Significance. If the equivalence holds with controlled error propagation, the work would meaningfully shift the bottleneck in continuous causal discovery from non-convex optimization to finite-sample score estimation, enabling larger-scale analyses without acyclicity penalties. The reframing as a matrix-algebraic procedure with O(d^3) cost is a clear conceptual contribution, though its practical impact hinges on the unshown derivation and perturbation bounds.

major comments (2)
  1. [Abstract] Abstract: the claim that 'iterative graph marginalization is mathematically equivalent to computing the Schur complement of the Score-Jacobian Information Matrix (SJIM) under linear conditions' is asserted without derivation steps, proof sketch, or reference to lemmas; this equivalence is load-bearing for the entire contribution and must be supplied with explicit algebraic steps (e.g., relating the score Jacobian of a linear Gaussian model to a scalar multiple of the precision matrix and showing that Schur complements implement the required marginalization).
  2. [Abstract] Abstract: no explicit error-propagation analysis or bound is given on how entry-wise finite-sample perturbations in the estimated SJIM accumulate across the d successive Schur marginalization steps required for a full topological order; matrix perturbation theory indicates that small errors can be amplified when pivots are small or the matrix is ill-conditioned, directly undermining the claim that the causal hierarchy's geometric signature survives realistic sample sizes.
minor comments (1)
  1. [Abstract] Abstract: the empirical statement that SSTS 'allows causal structural analysis on non-linear graphs up to d=1000' lacks any mention of validation metrics, baseline comparisons, or sample-size regimes used to support the claim.

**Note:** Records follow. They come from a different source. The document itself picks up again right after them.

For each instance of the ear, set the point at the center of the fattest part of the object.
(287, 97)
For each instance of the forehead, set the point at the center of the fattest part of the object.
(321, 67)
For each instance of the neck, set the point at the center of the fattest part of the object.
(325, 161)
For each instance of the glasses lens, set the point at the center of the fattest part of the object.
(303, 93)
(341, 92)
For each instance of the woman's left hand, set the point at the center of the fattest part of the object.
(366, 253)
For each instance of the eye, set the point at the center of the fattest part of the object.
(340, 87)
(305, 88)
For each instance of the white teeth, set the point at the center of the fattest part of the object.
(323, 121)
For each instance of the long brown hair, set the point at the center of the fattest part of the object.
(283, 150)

Simulated Author's Rebuttal

2 responses · 0 unresolved

We thank the referee for the constructive and detailed comments. We address each major point below. Where the manuscript requires additional clarification or analysis, we commit to revisions that strengthen the presentation without altering the core claims.

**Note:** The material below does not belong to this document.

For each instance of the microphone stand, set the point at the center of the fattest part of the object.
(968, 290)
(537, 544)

read point-by-point responses
  1. Referee: [Abstract] Abstract: the claim that 'iterative graph marginalization is mathematically equivalent to computing the Schur complement of the Score-Jacobian Information Matrix (SJIM) under linear conditions' is asserted without derivation steps, proof sketch, or reference to lemmas; this equivalence is load-bearing for the entire contribution and must be supplied with explicit algebraic steps (e.g., relating the score Jacobian of a linear Gaussian model to a scalar multiple of the precision matrix and showing that Schur complements implement the required marginalization).

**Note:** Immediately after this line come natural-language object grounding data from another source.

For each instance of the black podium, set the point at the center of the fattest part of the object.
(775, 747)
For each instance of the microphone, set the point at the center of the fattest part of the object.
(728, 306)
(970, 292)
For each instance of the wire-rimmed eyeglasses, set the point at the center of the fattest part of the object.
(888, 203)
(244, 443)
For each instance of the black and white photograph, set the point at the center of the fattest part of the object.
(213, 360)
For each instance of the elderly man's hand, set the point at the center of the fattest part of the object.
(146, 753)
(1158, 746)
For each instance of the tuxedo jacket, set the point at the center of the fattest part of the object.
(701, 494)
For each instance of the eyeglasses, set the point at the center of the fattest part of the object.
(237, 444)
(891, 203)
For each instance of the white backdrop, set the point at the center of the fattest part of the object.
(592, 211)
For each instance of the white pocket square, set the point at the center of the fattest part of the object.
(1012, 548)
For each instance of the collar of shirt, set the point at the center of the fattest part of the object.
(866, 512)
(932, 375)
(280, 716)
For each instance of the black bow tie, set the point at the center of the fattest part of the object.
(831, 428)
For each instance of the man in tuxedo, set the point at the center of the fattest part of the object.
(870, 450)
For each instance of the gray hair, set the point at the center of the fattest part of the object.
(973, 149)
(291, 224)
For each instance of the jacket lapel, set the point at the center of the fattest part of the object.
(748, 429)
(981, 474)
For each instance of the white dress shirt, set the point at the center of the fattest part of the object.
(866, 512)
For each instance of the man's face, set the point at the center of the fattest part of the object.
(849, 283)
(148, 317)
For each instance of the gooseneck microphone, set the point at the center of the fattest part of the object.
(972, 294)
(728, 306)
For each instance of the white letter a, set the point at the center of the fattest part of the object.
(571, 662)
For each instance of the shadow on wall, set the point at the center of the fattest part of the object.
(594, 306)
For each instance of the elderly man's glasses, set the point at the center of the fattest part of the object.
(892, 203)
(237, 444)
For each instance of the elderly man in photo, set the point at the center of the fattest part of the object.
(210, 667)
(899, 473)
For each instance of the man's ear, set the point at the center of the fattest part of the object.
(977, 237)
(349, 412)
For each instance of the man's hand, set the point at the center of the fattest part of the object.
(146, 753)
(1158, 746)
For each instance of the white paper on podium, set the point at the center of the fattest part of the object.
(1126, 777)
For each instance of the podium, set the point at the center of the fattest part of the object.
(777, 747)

    Authors: We agree that the abstract states the equivalence without inline derivation steps. The full algebraic derivation appears in Section 3 (Lemma 3.1 and Theorem 3.2), which explicitly relates the score Jacobian of a linear Gaussian model to a scalar multiple of the precision matrix and demonstrates that successive Schur complements implement the marginalization operations required for topological ordering. In the revised manuscript we will update the abstract to include a direct reference to Lemma 3.1 and add a one-sentence proof sketch in the introduction for immediate accessibility. revision: yes

  2. Referee: [Abstract] Abstract: no explicit error-propagation analysis or bound is given on how entry-wise finite-sample perturbations in the estimated SJIM accumulate across the d successive Schur marginalization steps required for a full topological order; matrix perturbation theory indicates that small errors can be amplified when pivots are small or the matrix is ill-conditioned, directly undermining the claim that the causal hierarchy's geometric signature survives realistic sample sizes.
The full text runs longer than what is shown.